Circuit Breaker Pattern: The System Design Interview Guide

Your payment service is struggling. Response times have climbed from 100ms to 5 seconds. You open Grafana and stare at the graphs the way you stare at a car that just made a new noise. Your order service has 20 threads, each now blocked waiting for a payment response that may never come. All 20 fill up. Incoming requests queue behind them. Order service is unresponsive. So is the catalog service that calls it. And the API gateway. Your phone is buzzing. One slow service just took down your entire platform.

That is a cascading failure. And it is, objectively, a terrible time.

The circuit breaker pattern is the standard system design solution for stopping cascading failures. It is also one of those patterns where knowing the name gets you maybe 20% of the credit in an interview. The other 80% is explaining what it actually does, why the thresholds exist, and what happens when it trips.

What a Circuit Breaker Actually Does

The name comes from your home electrical panel. When a circuit gets overloaded, the physical breaker trips and stops current from flowing. It does not fix the problem. It stops the problem from spreading.

In software, a circuit breaker wraps calls to a downstream service, monitors failures, and when failures exceed a threshold, immediately rejects requests without attempting the remote call at all.

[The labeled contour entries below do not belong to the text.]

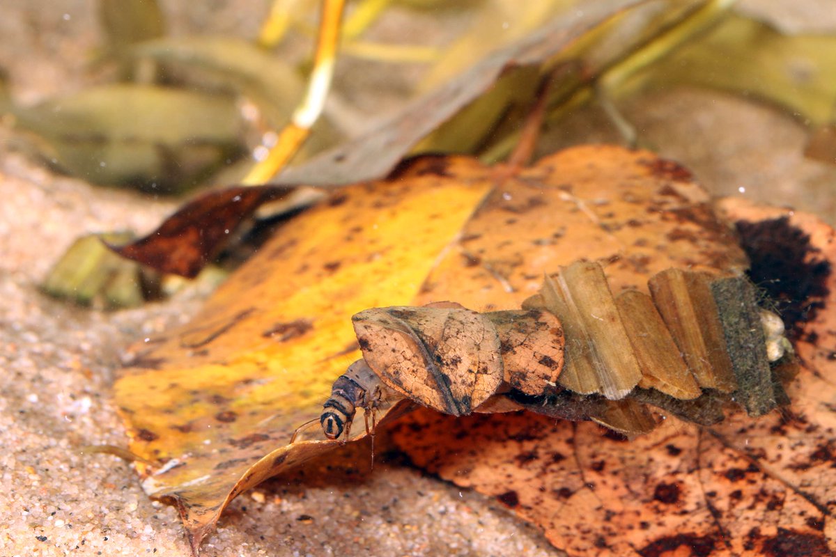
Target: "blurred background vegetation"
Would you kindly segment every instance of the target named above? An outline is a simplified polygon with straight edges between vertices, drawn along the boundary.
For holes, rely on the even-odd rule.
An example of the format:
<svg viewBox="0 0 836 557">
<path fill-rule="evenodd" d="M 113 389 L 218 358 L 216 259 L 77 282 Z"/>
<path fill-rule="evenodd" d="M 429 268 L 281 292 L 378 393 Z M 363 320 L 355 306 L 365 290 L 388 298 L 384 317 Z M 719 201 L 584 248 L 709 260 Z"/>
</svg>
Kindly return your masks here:
<svg viewBox="0 0 836 557">
<path fill-rule="evenodd" d="M 557 18 L 592 8 L 615 14 L 632 3 L 350 2 L 324 116 L 293 163 L 374 134 L 410 102 Z M 685 164 L 716 195 L 836 221 L 830 0 L 645 4 L 542 63 L 508 69 L 451 119 L 435 114 L 444 107 L 419 107 L 437 126 L 404 154 L 501 160 L 548 73 L 554 83 L 539 154 L 588 142 L 641 146 Z M 54 172 L 155 195 L 235 184 L 303 97 L 319 8 L 314 0 L 6 6 L 6 149 Z M 556 68 L 563 71 L 549 73 Z"/>
</svg>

This does two things. It gives the failing service time to recover without being bombarded by traffic it cannot handle. And it keeps your service responsive by failing fast instead of blocking threads for 5 seconds each until your pool is exhausted.

Michael Nygard formalized the pattern in "Release It!" (2007). Netflix open-sourced Hystrix in 2012, the reference implementation for a decade. Today Resilience4j is standard for JVM services, and the pattern is built into Envoy, Istio, and AWS SDK retry configs.

Three States, One State Machine

The circuit breaker cycles through three states:

Circuit breaker state machine diagram

CLOSED is normal operation. Requests pass through. The breaker tracks failures in a rolling window. Everything is fine. Probably.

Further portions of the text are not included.